If an application creates its cq for DIRECT poll mode using ib_create_cq()
instead of ib_alloc_cq(), and then uses ib_drain_qp() to drain its qp,
ib_drain_sq/rq() will always hang forever because cq->wc is NULL. IE
ib_create_cq() doesn't allocate cq->wc, and ib_alloc_cq() does. Yet the
__ib_process_cq() requires cq->wc to actually complete any completions
and
calling the cqe_done function.
Is this a bug in the CQ core code or the application?
Take a look in __ib_drain_rq/__ib_drain_sq for
cq->poll_ctx == IB_POLL_DIRECT. The drain routine polls
the completion queue from time to time...

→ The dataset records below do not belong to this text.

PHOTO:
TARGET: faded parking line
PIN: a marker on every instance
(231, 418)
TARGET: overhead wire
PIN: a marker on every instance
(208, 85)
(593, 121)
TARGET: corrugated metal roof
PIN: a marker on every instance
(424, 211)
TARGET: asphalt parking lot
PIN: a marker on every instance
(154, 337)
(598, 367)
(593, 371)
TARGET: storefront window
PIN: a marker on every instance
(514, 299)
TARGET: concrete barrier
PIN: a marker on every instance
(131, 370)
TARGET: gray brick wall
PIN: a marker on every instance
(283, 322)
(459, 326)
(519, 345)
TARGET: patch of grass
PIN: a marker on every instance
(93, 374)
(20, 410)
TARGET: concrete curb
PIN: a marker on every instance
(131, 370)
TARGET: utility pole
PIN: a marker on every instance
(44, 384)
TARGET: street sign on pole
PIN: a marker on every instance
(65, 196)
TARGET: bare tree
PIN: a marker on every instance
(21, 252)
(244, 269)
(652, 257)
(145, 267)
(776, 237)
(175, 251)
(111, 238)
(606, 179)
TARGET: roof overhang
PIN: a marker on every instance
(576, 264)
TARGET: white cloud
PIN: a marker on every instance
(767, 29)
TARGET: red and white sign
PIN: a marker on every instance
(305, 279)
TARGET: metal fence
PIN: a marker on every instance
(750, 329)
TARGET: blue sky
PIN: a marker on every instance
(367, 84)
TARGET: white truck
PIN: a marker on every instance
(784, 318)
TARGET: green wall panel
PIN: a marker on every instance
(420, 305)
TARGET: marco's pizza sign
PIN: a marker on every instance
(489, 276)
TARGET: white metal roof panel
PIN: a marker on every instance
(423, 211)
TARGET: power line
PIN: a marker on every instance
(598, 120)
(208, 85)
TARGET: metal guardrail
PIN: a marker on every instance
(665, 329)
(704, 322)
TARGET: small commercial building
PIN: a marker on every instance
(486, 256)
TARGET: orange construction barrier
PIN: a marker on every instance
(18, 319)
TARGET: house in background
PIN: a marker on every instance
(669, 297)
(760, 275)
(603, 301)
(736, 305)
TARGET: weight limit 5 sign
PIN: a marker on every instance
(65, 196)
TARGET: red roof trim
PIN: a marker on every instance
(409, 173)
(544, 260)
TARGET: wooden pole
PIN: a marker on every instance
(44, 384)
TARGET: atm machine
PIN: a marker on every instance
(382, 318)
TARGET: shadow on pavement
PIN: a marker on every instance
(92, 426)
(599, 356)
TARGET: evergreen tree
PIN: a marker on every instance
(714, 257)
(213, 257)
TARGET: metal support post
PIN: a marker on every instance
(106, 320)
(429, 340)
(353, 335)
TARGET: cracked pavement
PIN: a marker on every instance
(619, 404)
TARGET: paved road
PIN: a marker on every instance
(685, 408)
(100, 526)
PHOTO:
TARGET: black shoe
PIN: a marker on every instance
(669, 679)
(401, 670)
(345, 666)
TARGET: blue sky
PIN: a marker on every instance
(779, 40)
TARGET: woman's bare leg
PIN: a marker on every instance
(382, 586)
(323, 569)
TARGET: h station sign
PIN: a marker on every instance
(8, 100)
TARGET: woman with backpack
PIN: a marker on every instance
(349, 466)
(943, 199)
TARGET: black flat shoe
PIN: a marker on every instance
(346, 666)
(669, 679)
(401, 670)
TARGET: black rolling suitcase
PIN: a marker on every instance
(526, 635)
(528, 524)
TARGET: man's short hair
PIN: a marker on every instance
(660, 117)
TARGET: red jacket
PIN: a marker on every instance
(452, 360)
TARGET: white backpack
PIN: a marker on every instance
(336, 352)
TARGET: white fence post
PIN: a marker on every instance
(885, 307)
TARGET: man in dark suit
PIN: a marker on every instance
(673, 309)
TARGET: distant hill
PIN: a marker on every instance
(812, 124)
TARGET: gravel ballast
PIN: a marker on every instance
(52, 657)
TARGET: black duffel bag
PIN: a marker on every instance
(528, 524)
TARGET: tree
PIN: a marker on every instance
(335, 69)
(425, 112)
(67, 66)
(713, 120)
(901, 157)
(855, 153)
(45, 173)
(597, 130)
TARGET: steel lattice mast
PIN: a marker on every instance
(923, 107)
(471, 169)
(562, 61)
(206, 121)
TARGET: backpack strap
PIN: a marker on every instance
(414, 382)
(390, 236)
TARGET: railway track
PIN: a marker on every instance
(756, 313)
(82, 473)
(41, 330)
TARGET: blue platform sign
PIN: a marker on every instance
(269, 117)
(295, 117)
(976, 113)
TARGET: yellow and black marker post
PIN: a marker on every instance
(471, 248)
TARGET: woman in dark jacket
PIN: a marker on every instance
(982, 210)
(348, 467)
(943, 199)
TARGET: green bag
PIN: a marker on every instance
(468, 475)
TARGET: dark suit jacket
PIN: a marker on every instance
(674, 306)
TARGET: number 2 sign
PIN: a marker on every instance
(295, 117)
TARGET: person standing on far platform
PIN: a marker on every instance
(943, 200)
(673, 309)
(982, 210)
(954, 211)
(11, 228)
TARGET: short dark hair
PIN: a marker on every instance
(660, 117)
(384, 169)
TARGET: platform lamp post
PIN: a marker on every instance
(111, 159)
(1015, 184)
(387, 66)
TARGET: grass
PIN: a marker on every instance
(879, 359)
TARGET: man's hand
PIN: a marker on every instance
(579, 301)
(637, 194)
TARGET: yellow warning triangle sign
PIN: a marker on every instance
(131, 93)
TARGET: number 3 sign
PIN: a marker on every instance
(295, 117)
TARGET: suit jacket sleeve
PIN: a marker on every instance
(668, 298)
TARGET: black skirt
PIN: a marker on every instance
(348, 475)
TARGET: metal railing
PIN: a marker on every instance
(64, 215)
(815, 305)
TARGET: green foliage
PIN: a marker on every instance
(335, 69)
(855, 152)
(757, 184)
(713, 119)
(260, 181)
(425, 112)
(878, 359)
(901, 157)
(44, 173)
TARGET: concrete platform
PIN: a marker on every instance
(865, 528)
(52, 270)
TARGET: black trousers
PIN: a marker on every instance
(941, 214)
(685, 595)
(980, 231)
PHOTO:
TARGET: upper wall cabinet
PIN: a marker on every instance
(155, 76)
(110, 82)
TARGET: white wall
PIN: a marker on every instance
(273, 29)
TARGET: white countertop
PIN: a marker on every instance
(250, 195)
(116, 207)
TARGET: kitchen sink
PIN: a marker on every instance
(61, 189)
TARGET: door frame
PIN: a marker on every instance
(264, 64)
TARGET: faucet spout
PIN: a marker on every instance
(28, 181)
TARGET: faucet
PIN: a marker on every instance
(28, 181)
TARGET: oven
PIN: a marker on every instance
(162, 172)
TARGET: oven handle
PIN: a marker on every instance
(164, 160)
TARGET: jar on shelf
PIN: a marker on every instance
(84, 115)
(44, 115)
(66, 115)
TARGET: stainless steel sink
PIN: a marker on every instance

Yes, but it ends up calling __ib_process_cq() which doesn't actually poll the CQ because cq->wc is NULL.
Do you mean that the CQ allocation wasn't done with ib_alloc_cq? That
indeed would be a bug. We can WARN on it as well so the application
will know to allocate its CQ with ib_alloc_cq.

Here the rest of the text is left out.